Acronym: Efficacy and Safety Study of Azimilide on the Incidence of CV Hospitalizations/ED Visits or CV Death in Patients with an ICD

Purpose: Assessment of effect of azimilide on cardiovascular death or hospitalization in patients with an implantable cardioverter defibrillator and reduced left ventricular ejection fraction

Format: Prospective, randomized, double-blind, placebo-controlled

Treatment Group: Azimilide 75 mg daily

Control Group: Placebo

Number of Participants: 240

Centers: 138

Primary Outcome(s):

  • Adjudicated time to first unplanned cardiovascular hospitalization
  • Cardiovascular emergency department visit
  • Cardiovascular death

Summary: The study was prematurely discontinued due to withdrawal of sponsorship.

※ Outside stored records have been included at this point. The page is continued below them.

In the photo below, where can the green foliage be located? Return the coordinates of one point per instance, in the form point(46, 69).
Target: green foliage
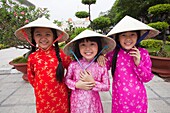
point(158, 9)
point(134, 8)
point(151, 43)
point(13, 16)
point(101, 23)
point(77, 31)
point(20, 59)
point(88, 2)
point(2, 46)
point(159, 25)
point(82, 14)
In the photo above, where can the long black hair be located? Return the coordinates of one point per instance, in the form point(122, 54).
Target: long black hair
point(117, 49)
point(60, 68)
point(92, 39)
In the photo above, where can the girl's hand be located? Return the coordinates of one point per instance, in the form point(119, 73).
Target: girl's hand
point(86, 76)
point(84, 85)
point(135, 53)
point(101, 60)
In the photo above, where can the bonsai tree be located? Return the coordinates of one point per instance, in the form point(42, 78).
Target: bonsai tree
point(160, 15)
point(84, 14)
point(102, 23)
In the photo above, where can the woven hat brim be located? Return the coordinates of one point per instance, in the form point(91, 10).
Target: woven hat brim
point(39, 23)
point(106, 41)
point(130, 24)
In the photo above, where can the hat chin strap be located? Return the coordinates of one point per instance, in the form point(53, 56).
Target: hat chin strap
point(139, 40)
point(26, 37)
point(142, 37)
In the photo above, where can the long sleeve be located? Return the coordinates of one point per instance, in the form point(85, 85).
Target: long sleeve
point(143, 70)
point(30, 72)
point(104, 84)
point(70, 82)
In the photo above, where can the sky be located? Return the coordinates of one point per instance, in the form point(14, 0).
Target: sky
point(62, 10)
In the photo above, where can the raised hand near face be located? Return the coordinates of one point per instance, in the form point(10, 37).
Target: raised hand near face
point(135, 53)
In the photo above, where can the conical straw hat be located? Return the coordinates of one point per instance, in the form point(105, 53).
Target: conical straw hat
point(106, 41)
point(130, 24)
point(40, 22)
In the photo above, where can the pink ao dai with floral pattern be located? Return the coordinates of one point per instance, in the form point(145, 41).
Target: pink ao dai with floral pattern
point(128, 90)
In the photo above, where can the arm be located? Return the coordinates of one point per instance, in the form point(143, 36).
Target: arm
point(72, 83)
point(30, 72)
point(143, 70)
point(69, 77)
point(104, 84)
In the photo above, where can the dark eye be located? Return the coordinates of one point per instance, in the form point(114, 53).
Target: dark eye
point(37, 34)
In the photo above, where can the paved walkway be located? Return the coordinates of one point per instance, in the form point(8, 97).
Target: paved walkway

The azimilide group had numerical but not statistically significant reductions in the primary outcome of time to first unplanned cardiovascular hospitalization, cardiovascular emergency department visit or cardiovascular death (OR = 0.79; 95% CI, 0.44-1.44), unplanned cardiovascular hospitalization (OR = 0.75; 95% CI, 0.41-1.38), emergency department visits (OR = 0.68; 95% CI, 0.35-1.31) and all-cause shocks (OR = 0.58; 95% CI, 0.32-1.05). There were fewer adverse events in the azimilide group.

Original Publication:

Robinson VM, et al. Am Heart J. 2017;doi:10.1016/j.ahj.2016.10.025.